In the relentlessly circular world of MMT, government is the source of all finance and in effect all wealth. Taxpayers don't fund government, because after all government first provides the "tokens" (currency) taxpayers need to pay their IRS bills! Government funds taxpayers, which is broadly speaking what the American left really believes. It's a version of Obama's "You didn't build that" rewritten into policy.
But let’s not kid ourselves: the US federal government already finances its operations, at least in part, using conjured money. 2020 federal spending may exceed $8 trillion as Congress and the Trump administration blow the roof off the authorized $5 trillion budget with COVID relief bills. More than half of that amount, maybe as much as $4 trillion, will be "deficit financed"—a nice way of saying not financed by tax revenue. This is a first in American history, to put it mildly.
This $4 trillion will not simply issue forth from Treasury Department printing machines, as Kelton would prescribe, but the effect is the same: the Treasury issues debt to cover the shortage, which the "public" buys, implicitly understanding that the Fed will always provide a ready market for such debt. And where does the Fed get the money to buy Treasurys?
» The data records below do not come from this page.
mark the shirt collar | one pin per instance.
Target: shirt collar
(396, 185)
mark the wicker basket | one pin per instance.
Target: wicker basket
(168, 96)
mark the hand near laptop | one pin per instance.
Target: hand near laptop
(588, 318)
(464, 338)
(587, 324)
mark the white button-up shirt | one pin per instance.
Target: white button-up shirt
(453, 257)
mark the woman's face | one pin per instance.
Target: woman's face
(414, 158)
It creates it from nothing, in Keltonite fashion.
Chicagoites, market monetarists, supply-siders, NDGP targeters, and other free market proponents frankly don't have much to say about MMT. They already accept the premise of "monetary policy," i.e., that government or central banks should issue and control money in society. They already accept treating the money supply and interest rates as forms of policy tools. They already accept deficits and taxes as methods to prime or slow the economy. So although they may object to how Ms. Kelton wants to use money politically, they can't much object to whether money is used politically.1
Kelton deserves credit for writing a book aimed at lay audiences instead of for her peers in academic economics. Unlike most of those peers, she seems genuinely interested in helping us understand how the world works. And unlike most left progressive academics, she also seems interested in helping average people improve their lot in life. Perhaps most importantly, she does not display the kind of contempt and anger toward Red State America we see from the Paul Krugmans and Noah Smiths.
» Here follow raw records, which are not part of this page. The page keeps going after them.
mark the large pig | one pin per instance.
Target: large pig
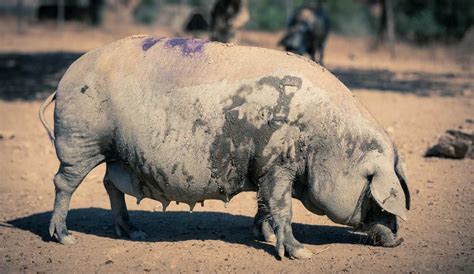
(186, 120)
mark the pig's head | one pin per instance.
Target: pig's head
(357, 178)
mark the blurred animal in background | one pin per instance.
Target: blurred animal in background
(226, 17)
(308, 29)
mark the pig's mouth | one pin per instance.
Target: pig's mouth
(380, 226)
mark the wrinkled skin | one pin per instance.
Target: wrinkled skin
(175, 123)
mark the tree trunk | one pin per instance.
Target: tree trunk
(61, 11)
(390, 27)
(19, 16)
It's easy for those of a free market bent to dismiss MMT out of hand, but the impulse to create something from nothing resides deep in the human psyche, and politics is where this impulse finds expression. We should not underestimate the allure of MMT in the midst of our current upheavals, because it appears to make possible every left progressive program: unlimited public works and federal jobs, useless and uneconomic green energy schemes, reparations for black Americans, Medicare for All, free college, free housing, and a host of others. MMT is the perfect economic proposal for those who sincerely and deeply believe wealth simply exists in America, and will continue to exist, regardless of incentives. All we need to do is figure out how to more fairly divvy it up—and so why not through government spending?
The promise of something for nothing will never lose its luster. MMT should be viewed as a form of political propaganda rather than any kind of real economics or public policy. And like all propaganda, it must be fought with appeals to reality. MMT, where deficits don't matter, is an unreal place.
- 1. Austrians have always decried state-ordered or central bank monetary expansion per se, because it produces no new wealth in society but benefits those closely connected to the new money. And Austrians consistently apply Say's law to refute the entrenched idea that demand and consumption form the foundation of a healthy economy.